村田長官は「23市場中18市場で2月として過去最高となっており、インバウンド全体としては好調が継続している」と述べた上で、「中国については様々な要因があり、引き続き動向を注視していく」とした。
欧米・東南アジアも堅調、訪日市場の多様化進む
東南アジアではシンガポールやフィリピン、インドネシアなどで増加が見られ、欧米市場でも米国(21万9千人、同14.7%増)、カナダ(5万1千人、同15.3%増)などが伸長した。また、英国、フランス、ドイツなど欧州各国でも2月として過去最高を更新しており、訪日市場の多様化が進んでいる。

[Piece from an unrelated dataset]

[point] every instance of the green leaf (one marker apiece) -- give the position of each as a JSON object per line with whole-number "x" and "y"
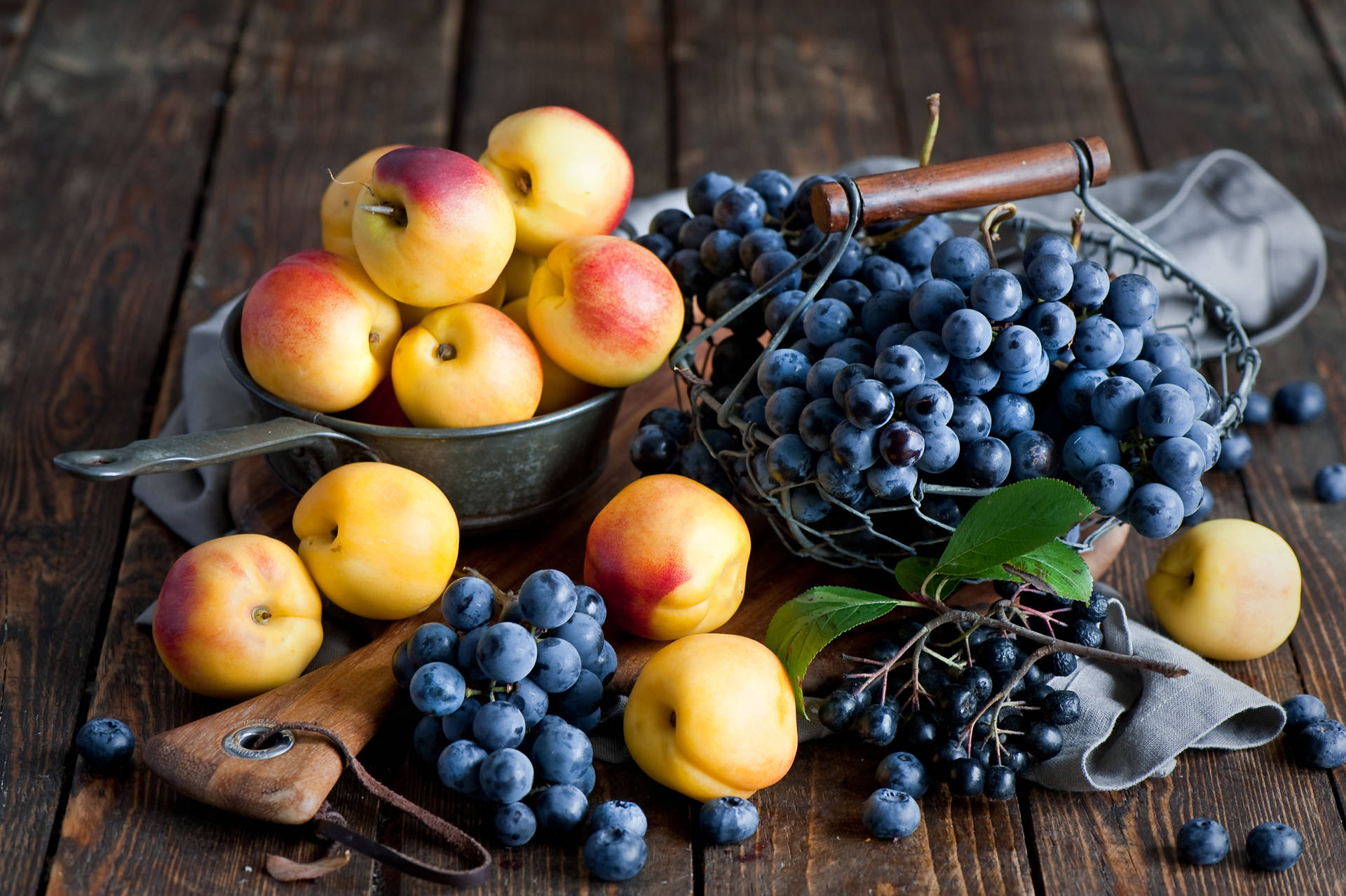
{"x": 914, "y": 573}
{"x": 1056, "y": 568}
{"x": 808, "y": 623}
{"x": 1012, "y": 521}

村田長官は背景として、航空便の増加や訪日旅行人気の継続に加え、「単一市場への依存度を下げる構造が進んでいる」との認識を示した。
出国日本人数は109万人、2月は減少も回復基調
2026年2月の出国日本人数は約109万人で、前年同月比7.4%減となった。ただし、1~2月累計では前年同期比で増加しており、村田長官は「アウトバウンドは全体として回復基調にある」と説明。減少要因については、旧正月による航空座席の逼迫やラマダン時期の影響など複合的要因の可能性に言及した。
日米観光交流促進キャンペーン2026を始動
会見では、日米間の観光交流拡大に向けた「日米観光交流促進キャンペーン2026」の実施も発表された。2025年の日米間の交流人口は約527万人と高水準にあり、2026年は米国建国250周年や国際イベントの開催も控える節目の年となる。これを契機に官民連携で相互交流のさらなる拡大を図る。キャンペーンでは、共通ロゴの活用に加え、旅行商品の造成やプロモーションイベントなどを展開する予定で、長官は「双方向の交流拡大につなげていきたい」と述べた。

中東情勢の影響は限定的も「注視必要」
質疑では中東情勢の影響についても言及があった。中東からの訪日客は増加傾向にあるものの、全体に占める割合は1%未満にとどまる。現時点では一部のフライトキャンセルなどの影響はあるものの、「全体として大きな影響が出ている状況ではない」と説明した。一方で、国際情勢は観光需要に影響を与えやすいとして、「今後の動向を注視していく」との姿勢を示した。
二重価格は「選択肢の一つ」、ガイドライン検討へ
観光施設における料金設定の在り方については、外国人と住民で価格を分ける「二重価格」についても言及。村田長官は「料金設定は各施設の判断が基本」とした上で、「持続可能な運営やサービス向上の観点から重要」と説明。二重価格については「料金設定の一手法」と位置付けつつ、「利用者への丁寧な説明が不可欠」とした。観光庁では今後、国内外の事例を踏まえたガイドラインの策定を検討する。
地方誘客は着実に進展、2030年目標へ対応強化
地方部のインバウンドについては、2025年の外国人延べ宿泊者数が前年比15%増と、都市部を上回る伸びを示している。村田長官は「これまでのプロモーションやコンテンツ造成の効果が現れている」と評価しつつ、2030年の訪日6000万人目標に向けては「市場の多様化をさらに加速する必要がある」と述べた。